In a commentary for Nezavisimaya gazeta, Andrey Melnikov, the editor of NG-Religiii, says that Putin’s words, coming at a time when many have expressed concern that he was moving in the direction of an Orthodox-dominated, even clerical state “surprised by a certain innovative spirit” (ng.ru/faith/2020-11-04/100_putin04112020.html).
First of all, in contrast to his earlier remarks, Putin said not a word about secularism or a secular state nor about the constitutional principle of the separation of church and state. “On the contrary, he repeated much that he has said before about the religious leaders having their own zone of responsibility,” particularly to ensure “inter-ethnic and inter-religious concord.”

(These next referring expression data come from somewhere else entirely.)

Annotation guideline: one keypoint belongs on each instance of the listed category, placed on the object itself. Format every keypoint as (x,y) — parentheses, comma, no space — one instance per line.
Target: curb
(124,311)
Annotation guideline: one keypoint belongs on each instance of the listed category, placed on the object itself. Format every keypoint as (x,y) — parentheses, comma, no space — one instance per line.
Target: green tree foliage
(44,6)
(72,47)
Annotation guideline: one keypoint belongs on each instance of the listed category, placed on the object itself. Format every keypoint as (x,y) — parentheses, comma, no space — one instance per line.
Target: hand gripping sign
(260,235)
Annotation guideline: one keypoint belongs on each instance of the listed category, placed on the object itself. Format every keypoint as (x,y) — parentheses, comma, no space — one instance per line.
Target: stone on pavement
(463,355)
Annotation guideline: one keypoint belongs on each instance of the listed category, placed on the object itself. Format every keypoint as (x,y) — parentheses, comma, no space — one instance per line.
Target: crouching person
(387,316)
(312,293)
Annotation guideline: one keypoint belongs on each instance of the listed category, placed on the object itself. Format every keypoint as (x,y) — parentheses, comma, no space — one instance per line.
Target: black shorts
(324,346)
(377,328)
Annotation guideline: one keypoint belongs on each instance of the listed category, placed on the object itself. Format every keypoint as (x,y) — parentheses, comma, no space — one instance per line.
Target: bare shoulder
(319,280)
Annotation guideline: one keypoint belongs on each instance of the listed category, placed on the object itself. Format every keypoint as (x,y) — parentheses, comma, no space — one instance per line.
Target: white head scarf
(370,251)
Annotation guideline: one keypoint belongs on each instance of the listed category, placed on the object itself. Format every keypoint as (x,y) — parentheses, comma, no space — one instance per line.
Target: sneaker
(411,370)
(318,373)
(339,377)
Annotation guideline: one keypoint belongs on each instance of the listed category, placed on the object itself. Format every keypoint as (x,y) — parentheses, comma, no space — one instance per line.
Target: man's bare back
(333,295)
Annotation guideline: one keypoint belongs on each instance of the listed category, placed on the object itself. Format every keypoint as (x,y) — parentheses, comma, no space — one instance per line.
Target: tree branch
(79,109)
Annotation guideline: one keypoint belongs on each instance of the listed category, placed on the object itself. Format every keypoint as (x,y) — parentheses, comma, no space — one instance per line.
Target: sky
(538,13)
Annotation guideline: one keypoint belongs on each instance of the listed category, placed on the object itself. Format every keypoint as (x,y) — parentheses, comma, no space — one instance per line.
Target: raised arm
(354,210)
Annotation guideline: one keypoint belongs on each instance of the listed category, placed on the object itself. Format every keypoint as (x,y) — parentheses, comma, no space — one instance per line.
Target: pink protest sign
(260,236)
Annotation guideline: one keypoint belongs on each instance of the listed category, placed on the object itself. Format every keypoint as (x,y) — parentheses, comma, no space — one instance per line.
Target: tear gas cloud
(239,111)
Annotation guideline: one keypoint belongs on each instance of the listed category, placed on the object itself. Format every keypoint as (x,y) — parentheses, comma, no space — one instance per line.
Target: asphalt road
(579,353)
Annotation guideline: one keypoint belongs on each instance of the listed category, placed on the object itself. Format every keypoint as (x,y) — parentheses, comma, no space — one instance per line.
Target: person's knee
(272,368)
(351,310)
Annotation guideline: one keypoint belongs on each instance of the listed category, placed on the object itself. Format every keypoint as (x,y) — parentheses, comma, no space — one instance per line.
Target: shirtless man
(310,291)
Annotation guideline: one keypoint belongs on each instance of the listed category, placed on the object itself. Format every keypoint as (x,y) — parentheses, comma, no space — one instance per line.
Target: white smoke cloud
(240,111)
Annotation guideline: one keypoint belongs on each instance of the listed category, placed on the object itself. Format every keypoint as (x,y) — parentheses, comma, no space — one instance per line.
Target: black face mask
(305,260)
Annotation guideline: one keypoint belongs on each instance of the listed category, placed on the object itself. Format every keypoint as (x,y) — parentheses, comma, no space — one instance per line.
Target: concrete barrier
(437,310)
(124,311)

That has long been the function of Russia’s traditional faiths, he suggested; but then, in the most significant innovation, he listed “all the traditional religions of Russia – Orthodoxy, other Christian confessions, Islam, Buddhism, and Judaism.” The reference to “other Christian traditions” is something new.
On the one hand, it suggests that the Russian state will now view Roman Catholicism and Protestantism, at least in principle, as “traditional faiths” equally deserving of respect from the state. And on the other, it undermines the Moscow Patriarchate’s claim to be the only Christian group deserving that status.
But this is not the only innovation in Putin’s words. He stressed that in his view what makes religion valuable is its focus on humanity, a direct swipe at Patriarch Kirill who has long insisted that humanism is a threat and that it is the task of religion to prevent humanistic values from spreading into Russia.
What the practical consequences of these rhetorical shifts will be remains to be seen – they are certain to be the subject of intense debate and controversy behind the scenes. But one other “innovation” is also obvious and points in a direction fully consistent with the one Putin has been pursuing in recent years.
He displays in his remarks today as he has hinted at on other occasions that he is “taking on himself the mission of the spiritual leader of the nation,” not so much as the political head of a symphony with Orthodoxy as the Patriarchate would have it but more generally “beyond the limits of any specific faith.”
That simultaneously represents a diminishing of the status of the Moscow Patriarchate in Russian political life and a new fusion of state and church, albeit one that defines “church” to include many more faiths than before and makes the religious leaders responsible for carrying out government functions including maintaining domestic order and peace.